Commissioners discussed the animal shelter and county manager Rogers noted that a citizen on Arthur Road recently had run ins with an abandoned dog that seemed to her to be aggressive but did not meet the state and county code’s guidelines for aggressive dogs.
“She felt the animal was being rather aggressive but by state law and our code of ordinances, we couldn’t do anything for her. An officer was out there who agreed with her but unfortunately, our hands were tied and we couldn’t do anything because of our ordinance,” said Rogers. “I think we need to close those gaps in our ordinance at a minimum.”
Commissioner Tim Daniel said he still had not seen the ordinance proposed by animal shelter board that would allow the shelter to receive donations and operate. County attorney Rob Morton emailed it to him and said the commissioners had received the ordinance in February.

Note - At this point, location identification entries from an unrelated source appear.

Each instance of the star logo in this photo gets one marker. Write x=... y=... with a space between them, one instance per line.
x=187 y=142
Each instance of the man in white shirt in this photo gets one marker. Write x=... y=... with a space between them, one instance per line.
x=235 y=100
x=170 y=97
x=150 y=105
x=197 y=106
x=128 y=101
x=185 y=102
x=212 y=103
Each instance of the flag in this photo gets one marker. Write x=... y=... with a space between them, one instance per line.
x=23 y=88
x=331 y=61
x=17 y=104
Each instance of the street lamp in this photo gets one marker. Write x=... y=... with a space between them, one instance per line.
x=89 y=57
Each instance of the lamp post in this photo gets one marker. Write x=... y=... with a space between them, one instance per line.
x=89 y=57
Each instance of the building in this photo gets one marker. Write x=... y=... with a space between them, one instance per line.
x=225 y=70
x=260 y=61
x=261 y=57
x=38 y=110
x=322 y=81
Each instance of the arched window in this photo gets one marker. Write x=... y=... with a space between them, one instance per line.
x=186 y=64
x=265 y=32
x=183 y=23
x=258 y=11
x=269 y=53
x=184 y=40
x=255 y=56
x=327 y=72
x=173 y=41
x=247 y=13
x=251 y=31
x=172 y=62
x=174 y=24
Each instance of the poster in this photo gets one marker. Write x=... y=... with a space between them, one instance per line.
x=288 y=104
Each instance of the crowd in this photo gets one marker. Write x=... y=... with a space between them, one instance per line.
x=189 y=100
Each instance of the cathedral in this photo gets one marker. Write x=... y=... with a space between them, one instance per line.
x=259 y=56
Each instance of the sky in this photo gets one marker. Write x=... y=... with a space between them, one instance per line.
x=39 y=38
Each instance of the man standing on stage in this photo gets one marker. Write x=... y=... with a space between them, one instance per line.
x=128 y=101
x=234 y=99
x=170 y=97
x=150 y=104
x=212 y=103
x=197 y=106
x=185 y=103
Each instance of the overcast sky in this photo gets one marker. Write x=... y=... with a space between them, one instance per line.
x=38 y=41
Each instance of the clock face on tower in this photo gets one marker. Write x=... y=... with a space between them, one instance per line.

“I’ve been polling people in the county and there are two very distinct groups,” said commissioner Daniel. “The old-timers say we have never had it and don’t need it and another group says for sure, why do we not have it? It’s almost 50/50 and we need to figure out how to cover that gap sooner than later.”
Rogers said he had looked at other counties with similar populations and budgets and the closest is Morgan County although he said they have a different infrastructure with more commercial businesses.
“They do have an animal shelter with a budget of $330,000 per year. The cost we will face all goes back to how strict or lenient we want to be on our animal shelter ordinance.”
Commission chairman Briar Johnson noted that he has never needed an animal shelter since he moved to the county in the 1970s but “after talking to citizens, we need to do something.”
The county also:
• Opened sealed bids for lawn maintenance and awarded the bid to Flint River Landscaping for $48,500. County manager Rogers noted Flint River did a great job the previous year for the county and the other bids were at $64,719 from Sweatmon and $72,000 from Thomas Outdoors.
• Opened sealed bids and awarded the bid for Information Technology services to Wired Tech which is the county’s current provide at the current cost.
- Discussed the upcoming Employee Appreciation Day and agreed for commissioners to serve employees to cut down on the catering costs at the annual luncheon. It was noted that commissioner James Jenkins is always a great help on the grill for the employee cookout.
- Heard that House Bill 189 would allow for increased truck weight and could cause damage to county-maintained roads. Rogers noted that he was on Reidsboro Road and in about 30 minutes, counted 10 trucks that should not have traveled that road. He said the county will need to partner with the sheriff’s office or find out if GDOT or code enforcement needs to get involved to keep the trucks from damaging roads in the county.